3. age: the age of the node (often represented in generations ago)
4. pos: if the node is a recomb this represents the position in the sequence of the recombination. This value is ignored otherwise.
5. parents: this is a comma separated list of parental node names. If this is a gene or coal node, there should at most be one parental node, and if this is a recomb node there should be two parental nodes. The root node will have no parents.
6. children: a comma separated list of children node names. If this is a gene node there should be no names, if this is a coal node there should be two children, and if this is a recomb node there should be one child.

The remaining lines describe one node each and can be appear in any order. The fields of each node should follow the same order as the headers.

start=0	end=10000
name	event	age	pos	parents	children
1	coal	395	0	12	n0,n2
2	coal	5363	0	9	17,19
3	coal	26970	0	8	5,11
4	coal	60155	0		7,8
5	recomb	18044	246	3,10	13
6	coal	18044	0	7	9,10
7	recomb	40287	673	4,16	6
8	coal	60155	0	4	3,26
9	recomb	18044	734	6,10	2
10	coal	18044	0	6	5,9
11	recomb	2354	781	3,21	n1
12	coal	3562	0	20	1,21
13	recomb	8051	4794	5,23	22
14	coal	40287	0	26	16,15
15	recomb	18044	5603	14,25	18
16	coal	40287	0	14	7,24
17	recomb	5363	6091	2,18	n3
18	coal	12061	0	15	23,17
19	recomb	1545	7055	2,20	n4
20	coal	5363	0	22	12,19
21	recomb	3562	8949	12,22	11
22	coal	5363	0	13	20,21
23	recomb	12061	9876	18,24	13
24	coal	18044	0	16	25,23
25	recomb	18044	9916	24,26	15
26	coal	40287	0	8	14,25
n0	gene	0	0	1
n1	gene	0	0	11
n2	gene	0	0	1
n3	gene	0	0	17
n4	gene	0	0	19

Figure: Example *.arg file.
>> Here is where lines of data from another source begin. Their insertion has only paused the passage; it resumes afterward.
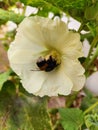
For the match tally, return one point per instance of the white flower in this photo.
(37, 40)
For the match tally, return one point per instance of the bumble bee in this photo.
(46, 64)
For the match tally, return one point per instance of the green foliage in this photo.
(18, 111)
(10, 16)
(91, 121)
(43, 7)
(91, 13)
(3, 77)
(71, 118)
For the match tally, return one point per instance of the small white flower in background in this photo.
(45, 56)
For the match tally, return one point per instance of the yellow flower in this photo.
(45, 56)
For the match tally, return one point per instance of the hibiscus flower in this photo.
(45, 56)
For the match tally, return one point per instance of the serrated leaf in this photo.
(3, 77)
(91, 121)
(43, 7)
(10, 16)
(21, 112)
(71, 118)
(91, 12)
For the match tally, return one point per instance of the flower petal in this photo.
(56, 82)
(73, 47)
(75, 72)
(32, 81)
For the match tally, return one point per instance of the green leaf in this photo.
(71, 118)
(3, 77)
(10, 16)
(21, 112)
(74, 8)
(91, 121)
(91, 12)
(43, 7)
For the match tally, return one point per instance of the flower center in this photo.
(49, 62)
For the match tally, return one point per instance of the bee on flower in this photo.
(45, 56)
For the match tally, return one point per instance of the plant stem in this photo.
(90, 108)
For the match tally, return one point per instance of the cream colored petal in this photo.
(43, 31)
(32, 81)
(56, 82)
(75, 72)
(30, 28)
(73, 47)
(53, 32)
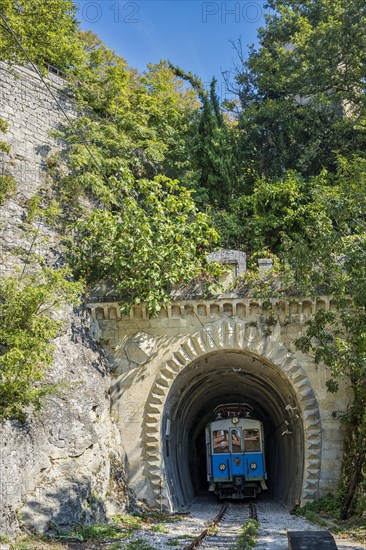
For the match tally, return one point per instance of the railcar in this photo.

The *.arg file format describes an ARG as a series of nodes in a graph. It is the most general representation of an ARG and does not impose the structural restrictions implied by the *.smc file format. However, extracting local trees from ARGs stored in *.arg format is more involved.